Jayalalithaa, 66, may have formally stepped down as Chief Minister following her automatic disqualification as an MLA owing to her sentence, but she is expected to fightback as has been in the past.
The average AIADMK supporter is more than confident that ‘Amma’ (Mother), as she is called by her followers, will bounce back and take the party to greater heights in the 2016 Assembly polls.
The political juggernaut called Jayalalithaa, unrivaled in elections held in the state since AIADMK’s landslide victory in 2011 polls, came to an abrupt halt on Saturday as the special court in Bangalore convicted her in the Rs 66.65 crore assets case and sentenced her to four years imprisonment that immediately disqualified her from being an MLA.
The sudden political development has given a ray of hope to Jayalalithaa’s rivals, who expect to put up a better show, if not rout the ruling AIADMK in the next elections.

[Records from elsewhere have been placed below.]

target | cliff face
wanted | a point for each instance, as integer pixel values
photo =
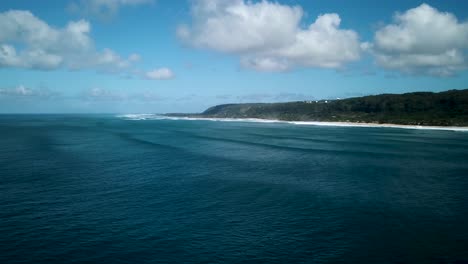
(422, 108)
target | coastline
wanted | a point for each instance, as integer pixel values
(303, 123)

The flight of Jayalalithaa’s supremacy may have descended for now with the verdict, but her avid supporters are confident the ‘Iron Lady’ will be back in contention soon.

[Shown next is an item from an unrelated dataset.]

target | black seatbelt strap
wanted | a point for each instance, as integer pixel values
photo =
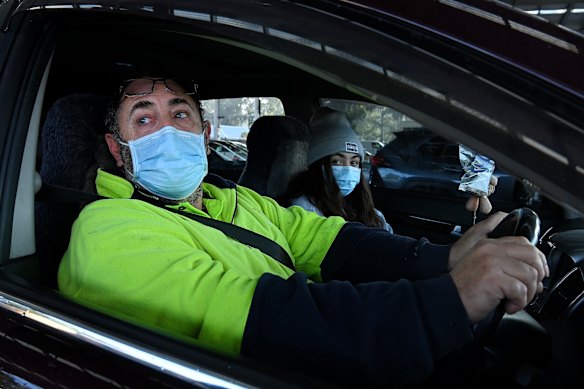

However, the three-time Chief Minister may not be able to contest elections for ten years — four in prison and six thereafter — unless she gets the special court verdict overturned by a higher court swiftly.
Allies too have backed Jayalalithaa, saying the verdict was not final and that she will use all legal avenues to break the barricades and retain the stronghold in Tamil Nadu polity.
A known fighter since the days of humiliation at the hands of supporters of AIADMK founder MG Ramachandran’s wife VN Janaki during his funeral to the ugly incident in the Assembly involving the DMK in 1989 that pushed her limits of fightback, Jayalalithaa is sure not to take the conviction lying down.
Hailed by her supporters as a benevolent ‘Amma’ and seen as an authoritarian by her opponents and critics, Jayalalithaa has never been deterred by legal or electoral setbacks.
Jayalalithaa became Chief Minister for the first time in 1991 but her tenure then was marred by corruption charges and her party lost the elections in 1996.
The succeeding DMK government filed a slew of cases, including the wealth case, and arrested and prosecuted her, leading to convictions in TANSI land deal case among others.
Though she led the AIADMK to a resounding victory in the 2001 polls and became Chief Minister for the second time, she had to step down after Supreme Court held her appointment illegal in view of her conviction in TANSI case.
She, however, returned to the chair in about six months after being acquitted by the high court.
She banks on the support of the people, especially womenfolk, a strong vote bank of AIADMK from the days of her mentor and party founder MG Ramachandran.
It is no one’s secret that she will continue to call the shots with her loyalist in the saddle in the state.
With the slew of populist schemes to her credit and main opposition DMK in disarray following sibling rivalry between the sons of its President M Karunanidhi over the question of his political successor, the 66 year-old leader might still fashion a good show by her party in the hustings in 2016.
It is also to be seen how Jayalalithaa deals with her close aide Sasikala, who has also been convicted in the case along with two of her relatives including V N Sudhakaran, whose lavish wedding turned out to be a big negative point.
In the past, Jayalalithaa has twice disassociated herself from Sasikala family — once after the 1996 electoral drubbing and again in 2011. But on both occasions, they reunited after a short period.
Time alone could answer whether she would rise again or fade into political oblivion.